La Abuela guides the little girl, and at one point the she and the king sit in chairs at the gateway end. A middle aged blanket-wrapped Indian man occasionally calls instructions in a loud whisper: “She’s got to be behind him!”  and so on. He must be the real master of ceremonies.

Low, weak sun. It is chilly in the shade. Lucky people with pueblo connections stand on flat roofs looking down into the courtyard.  Occasionally a woman will step up to the line of dancers to straighten the streams on (her son’s?) headdress.

We are spiraling past the solstice, and the dancers keep turning and turning. Most headdresses are decorated with squash blossom necklaces and other  tribal jewelry, but one displays two Bronze Stars and a Purple Heart, and when he turns I see that the ribbons down his back are green-gold-red like the Vietnam War service ribbon. Since the dancers appear to be young men, they must have been earned by his relatives?

The sun has well-passed its low zenith, and the dancers keep flowing as in a Virginia reel. At one point El Toro dances down between the two lines and makes a “pass” with each dancer individually. Then Abuelo and Abuela wrestle him comically to the ground and wave his (detachable) balls, which are offered to a woman standing in the church doorway, who smiles and hands them back. La Abuela puts them in her handbag.

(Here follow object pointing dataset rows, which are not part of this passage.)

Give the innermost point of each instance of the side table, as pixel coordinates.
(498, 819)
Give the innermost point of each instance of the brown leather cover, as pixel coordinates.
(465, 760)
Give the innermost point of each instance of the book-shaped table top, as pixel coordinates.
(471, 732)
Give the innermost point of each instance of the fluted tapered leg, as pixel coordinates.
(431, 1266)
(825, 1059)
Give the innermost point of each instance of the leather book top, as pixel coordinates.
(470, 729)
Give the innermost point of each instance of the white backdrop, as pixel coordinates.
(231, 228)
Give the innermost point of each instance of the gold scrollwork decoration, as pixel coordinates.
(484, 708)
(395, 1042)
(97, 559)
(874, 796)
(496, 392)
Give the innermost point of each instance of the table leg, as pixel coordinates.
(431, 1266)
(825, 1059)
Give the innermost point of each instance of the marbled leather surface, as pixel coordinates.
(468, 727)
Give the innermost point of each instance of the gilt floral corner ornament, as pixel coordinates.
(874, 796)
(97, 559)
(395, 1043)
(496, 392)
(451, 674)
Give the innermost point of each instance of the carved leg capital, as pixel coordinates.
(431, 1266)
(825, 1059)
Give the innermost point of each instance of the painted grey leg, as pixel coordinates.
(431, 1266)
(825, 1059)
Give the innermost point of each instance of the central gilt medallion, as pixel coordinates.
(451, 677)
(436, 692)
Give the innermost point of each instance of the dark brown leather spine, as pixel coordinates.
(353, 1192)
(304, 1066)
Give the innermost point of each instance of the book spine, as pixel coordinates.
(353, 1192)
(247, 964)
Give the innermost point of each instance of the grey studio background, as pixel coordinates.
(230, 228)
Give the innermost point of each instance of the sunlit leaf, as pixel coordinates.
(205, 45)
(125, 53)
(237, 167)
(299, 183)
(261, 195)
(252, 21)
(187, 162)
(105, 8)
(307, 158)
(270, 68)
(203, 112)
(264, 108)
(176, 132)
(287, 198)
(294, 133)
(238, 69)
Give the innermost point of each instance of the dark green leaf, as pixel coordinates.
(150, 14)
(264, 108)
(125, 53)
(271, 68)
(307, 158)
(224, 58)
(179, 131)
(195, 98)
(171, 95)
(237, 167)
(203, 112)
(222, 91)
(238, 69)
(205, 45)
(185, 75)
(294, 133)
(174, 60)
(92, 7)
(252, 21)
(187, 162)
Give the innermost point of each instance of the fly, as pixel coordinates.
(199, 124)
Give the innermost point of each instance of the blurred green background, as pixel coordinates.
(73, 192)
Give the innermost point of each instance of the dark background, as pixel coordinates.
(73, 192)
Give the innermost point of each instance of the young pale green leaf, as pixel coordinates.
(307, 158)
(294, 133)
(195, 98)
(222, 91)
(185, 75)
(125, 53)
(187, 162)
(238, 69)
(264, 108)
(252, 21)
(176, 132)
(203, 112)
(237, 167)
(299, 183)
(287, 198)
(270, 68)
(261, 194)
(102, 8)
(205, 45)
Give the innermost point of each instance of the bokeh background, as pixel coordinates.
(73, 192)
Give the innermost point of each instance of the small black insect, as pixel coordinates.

Suddenly it’s over with a final series of weaving movements. M. has grown chilly standing in the shade of the church. We will drive back to our rented lodgings in town, pick up food and gifts, and drive a short way north of El Prado to our friends’ house for Christmas dinner. All is right.

‘A Ritual of Transformation’

Preparing for last night’s solstice-eclipse, the Montreal Gazette went looking for the Pagan perspective.

There are two of them actually: The UPG, it’s-personal version …

“It’s a ritual of transformation from darkness into light,” says Nicole Cooper, a high priestess at Toronto’s Wiccan Church of Canada. “It’s the idea that when things seem really bleak, (it) is often our biggest opportunity for personal transformation.

“The idea that the sun and the moon are almost at their darkest at this point in time really only further goes to hammer that home.”

Cooper said Wiccans also see great significance in the unique coupling of the masculine energy of the sun and the feminine energy of the moon — transformative energies that she plans to incorporate into the church’s winter-solstice rituals.

Since the last time an eclipse and the winter solstice happened simultaneously was just under five centuries years ago, Cooper said she wasn’t familiar with any superstitions or mythologies associated with it.

… and the old-time communal Pagan version.

The winter solstice also played an important role in Greco-Roman rituals.

“It’s seen as a time of rebirth or renewal because, astrologically, it’s a time where the light comes back,” said Shane Hawkins, a professor of Greek and Roman studies at Carleton University in Ottawa.

For the ancient Romans, it was also a time of great feasting and debauchery.

“If (the eclipse) happened on the 21st, they might well have been drunk,” he said.

(Hat tip: Roberta X, who is most unimpressed.)

A reporter in Ohio left me an email about wanting to do a telephone interview, but she never called. Sigh. She must have found a more accessible expert.